Modulation of PDZ Domain Binding by ps-ns Side-chain Dynamics.

摘要

Typical of protein-protein interactions, PDZ domain binding is driven by a complex array of forces with unclear molecular determinants for ligand recognition. We hypothesize that many of the most complex aspects of PDZ domain-driven protein-protein interfaces are determined, in part, by the mobilities of sidechains. We make a case for dynamics as an essential basis for PDZ domain promiscuity, PDZ domain specificity, and PDZ domain allostery. In doing so, we make significant progress in defining the relationship between dynamics, structure, and function.;Analogous to sequence homology studies, this investigation attempts to reveal the connection between dynamics and function by studying the dynamics homology within a set of evolutionarily linked proteins. We demonstrate that the global pattern of flexibility and rigidity is conserved within the PDZ domain family which suggests an evolutionary pressure to selectively fine tune the fast dynamics of side-chains. This conservation is proven not to be a trivial re-capitulation of structural or sequence conservation. Also, the degree of conservation of the global dynamic character, or dynamics motif, of PDZ domains can be used to segregate PDZ domains into functionally relevant subfamilies.
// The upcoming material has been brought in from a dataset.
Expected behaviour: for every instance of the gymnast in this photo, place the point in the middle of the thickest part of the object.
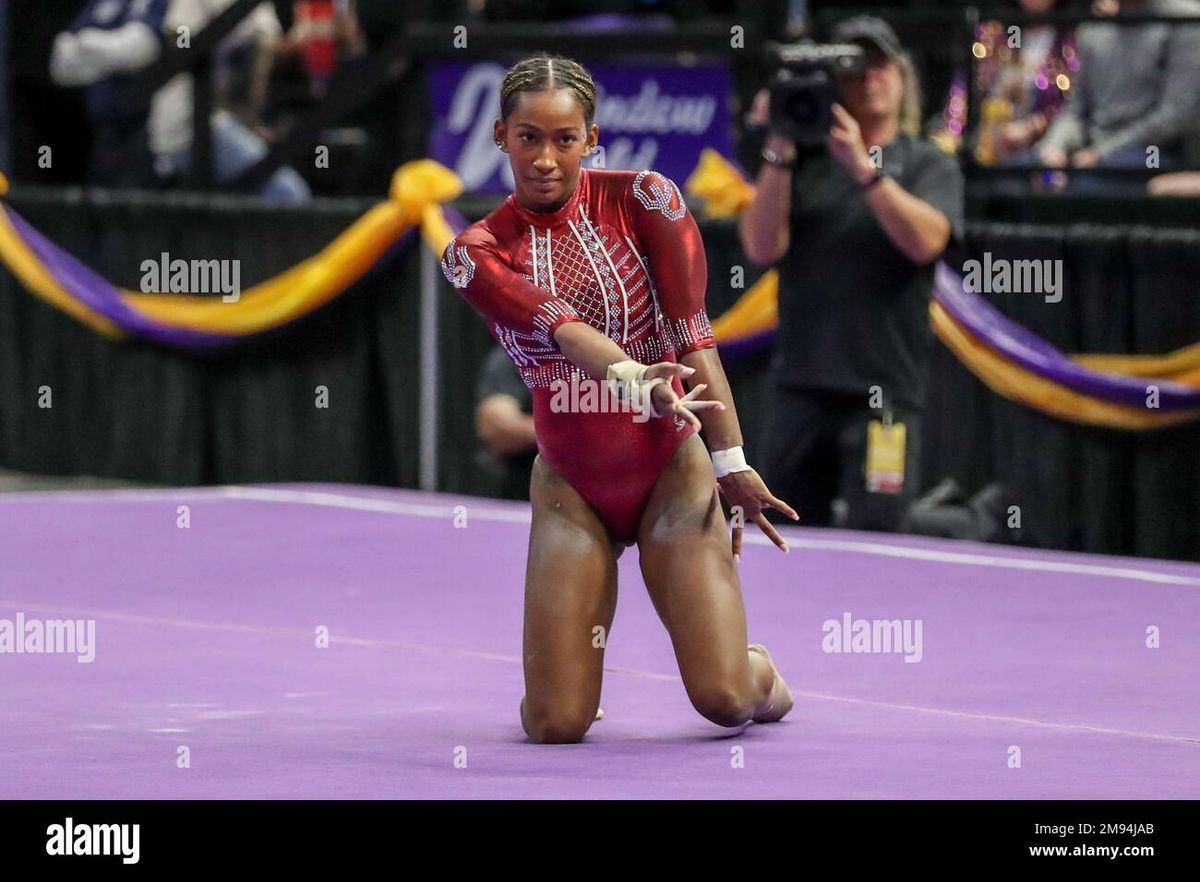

Conservation of local, or site-specific, dynamics has functional applications as well. Interestingly, we are able to identify functionally important residues distal to the binding pocket based solely on dynamics conservation.;Finally, we describe a mechanism for dynamics-driven allostery. In the third PDZ domain of PSD95, allostery is propagated by the interplay of changes in side-chain dynamics and changes in the protein's volume. Surprisingly, these changes occur in the context of no observable structural change.